Salt Dough Ornaments - Part II

Things I've learned about making salt dough ornaments since my last post:
  1. Despite the fact that we got the idea to make salt dough ornaments from a dated craft book, it turns out that salt dough ornaments are far from forgotten; they turned up on several  blogs I follow this month, from The Artful Parent to TinkerLab to Paint Cut Paste (gluten free, no less!). So I'm not nearly as vintage chic as I had thought, as there are lots of folks out there having fun with salt dough right now. I am honored to share the company, and these ladies have lots of awesome and unique decorating ideas.

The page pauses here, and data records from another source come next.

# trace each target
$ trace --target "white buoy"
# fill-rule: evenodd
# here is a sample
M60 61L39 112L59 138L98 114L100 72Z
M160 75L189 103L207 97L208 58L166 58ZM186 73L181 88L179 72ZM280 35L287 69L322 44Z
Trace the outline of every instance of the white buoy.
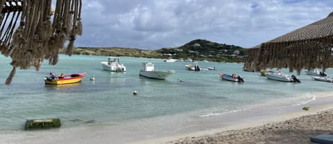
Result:
M92 77L90 77L90 78L89 80L90 80L90 81L94 81L95 80L95 74L92 74Z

  2. Figuring out how to finish the ornaments proved more of an ordeal than I had anticipated. The recipe I consulted suggested using "shellac."  When I went to Michael's, I wasn't able to find shellac or to find anyone who could tell me where to find shellac. I found myself in the adhesives aisle for a while, in the paint aisle for a while, in the miscellaneous things that spray aisle for a while...nothing seemed quite right. I started exploring other blogs for ideas, and I still wasn't able to come up with anything definitive. The next day, I went to the hardware store, and there I found shellac. It was expensive ($15 for a small can), and I had to buy a lot more than I needed. I do like the shiny finish that it gave the ornaments, however (even if it made for bad photos, as the flash reflected in the shininess). One thing I did notice is that it needed to be painted on very thinly, particularly over white sections so as not to give it a yellowish tint.

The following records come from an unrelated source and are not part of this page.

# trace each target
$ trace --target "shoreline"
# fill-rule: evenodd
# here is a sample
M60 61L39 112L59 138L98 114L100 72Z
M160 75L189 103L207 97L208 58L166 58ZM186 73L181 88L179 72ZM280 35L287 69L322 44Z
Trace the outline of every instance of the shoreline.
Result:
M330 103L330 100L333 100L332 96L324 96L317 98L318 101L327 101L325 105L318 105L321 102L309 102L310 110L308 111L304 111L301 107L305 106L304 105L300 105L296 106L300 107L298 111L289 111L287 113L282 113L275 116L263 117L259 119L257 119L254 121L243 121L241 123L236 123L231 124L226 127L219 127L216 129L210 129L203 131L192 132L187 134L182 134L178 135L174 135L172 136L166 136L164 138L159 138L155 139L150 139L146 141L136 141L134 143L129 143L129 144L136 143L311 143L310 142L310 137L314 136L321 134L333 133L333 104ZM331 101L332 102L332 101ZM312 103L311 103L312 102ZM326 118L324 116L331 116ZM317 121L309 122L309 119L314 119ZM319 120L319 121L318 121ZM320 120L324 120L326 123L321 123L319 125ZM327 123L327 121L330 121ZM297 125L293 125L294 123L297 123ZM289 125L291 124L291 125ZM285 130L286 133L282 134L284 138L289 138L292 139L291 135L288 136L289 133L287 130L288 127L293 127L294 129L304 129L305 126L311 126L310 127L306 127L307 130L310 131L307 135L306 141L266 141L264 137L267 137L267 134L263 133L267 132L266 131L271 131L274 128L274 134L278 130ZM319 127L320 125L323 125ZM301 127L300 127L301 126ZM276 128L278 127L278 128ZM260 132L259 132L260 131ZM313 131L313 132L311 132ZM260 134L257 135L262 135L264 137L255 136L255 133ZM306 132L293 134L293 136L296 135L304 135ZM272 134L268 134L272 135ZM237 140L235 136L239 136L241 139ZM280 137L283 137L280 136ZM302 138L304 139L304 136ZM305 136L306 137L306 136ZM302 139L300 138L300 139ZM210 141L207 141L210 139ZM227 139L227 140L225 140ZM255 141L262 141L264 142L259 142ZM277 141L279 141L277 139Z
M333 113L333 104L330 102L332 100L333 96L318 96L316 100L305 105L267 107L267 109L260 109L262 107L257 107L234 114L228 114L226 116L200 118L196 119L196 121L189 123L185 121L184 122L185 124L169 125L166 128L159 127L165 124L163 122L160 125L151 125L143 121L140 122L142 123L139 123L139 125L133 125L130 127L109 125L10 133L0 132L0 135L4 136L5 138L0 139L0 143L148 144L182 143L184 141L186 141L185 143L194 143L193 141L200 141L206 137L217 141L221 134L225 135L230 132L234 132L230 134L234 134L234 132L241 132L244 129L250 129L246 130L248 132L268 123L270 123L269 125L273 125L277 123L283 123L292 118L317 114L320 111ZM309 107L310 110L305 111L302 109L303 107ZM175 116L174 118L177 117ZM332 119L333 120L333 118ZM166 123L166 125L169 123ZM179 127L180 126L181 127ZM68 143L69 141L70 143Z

  3. My biggest mistake was that I used a Sharpie to add customization to the ornaments before shellacking them. Despite the fact that Sharpies are permanent and that I wrote on the ornaments the day before I shellacked them, they still smeared. Grrrrr.  Fortunately, I noticed it right away. I was able to work with it by kind of lightly dabbing the areas with writing then painting all around them. Next time, I'll shellac them first then write on them with a Sharpie. It wasn't a disaster, but it did make the ornaments noticeably less impressive.

  4. A lot of the other bloggers that wrote about salt dough ornaments talked about how happily their kids painted the ornaments. My kid enjoyed making the ornaments for his friends and painting a few others, but he got bored pretty quickly. In part, I think that if we had been working in a place where it was okay to paint with reckless abandon, he may have had more fun; I opted to use acrylic paints, and they look great, but because they stain fabric, we had to be extra careful. This would be a great project for outside; in these parts, we don't generally do Christmas crafts outdoors, however. As noted in my previous post, I might experiment with paint markers next time. I also really like the look of stamping the ornaments. 

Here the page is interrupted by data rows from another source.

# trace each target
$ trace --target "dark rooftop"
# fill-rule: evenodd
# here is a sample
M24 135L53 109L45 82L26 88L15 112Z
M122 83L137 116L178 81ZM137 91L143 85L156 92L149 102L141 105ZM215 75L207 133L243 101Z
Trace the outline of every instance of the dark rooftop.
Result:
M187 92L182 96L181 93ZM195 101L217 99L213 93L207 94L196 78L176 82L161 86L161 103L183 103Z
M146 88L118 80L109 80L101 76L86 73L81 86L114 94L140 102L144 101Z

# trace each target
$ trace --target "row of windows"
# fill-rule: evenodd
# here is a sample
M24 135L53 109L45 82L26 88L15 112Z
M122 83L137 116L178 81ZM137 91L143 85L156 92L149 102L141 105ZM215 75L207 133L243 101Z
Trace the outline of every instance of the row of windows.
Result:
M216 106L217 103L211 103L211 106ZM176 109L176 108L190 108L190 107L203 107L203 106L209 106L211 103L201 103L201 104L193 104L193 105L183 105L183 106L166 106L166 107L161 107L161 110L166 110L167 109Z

  5. In the end, we had close to three dozen ornaments, some painted by Finn, some by Iona, and some by me. We put a few on the tree, a lot on presents, and sent a few back to France with Iona. And we will definitely be making more salt dough ornaments in the future (particularly since I still have a lump of dough in the freezer...). 
Just shellacked
For Finn's preschool pals
Initials in the tree
Gingerbread boy
Finn's heart
Ho Ho Ho piano

                        1 comment:

                        1. Those are all wonderful Hope! You have such patience and you are a wonderful Mom!!!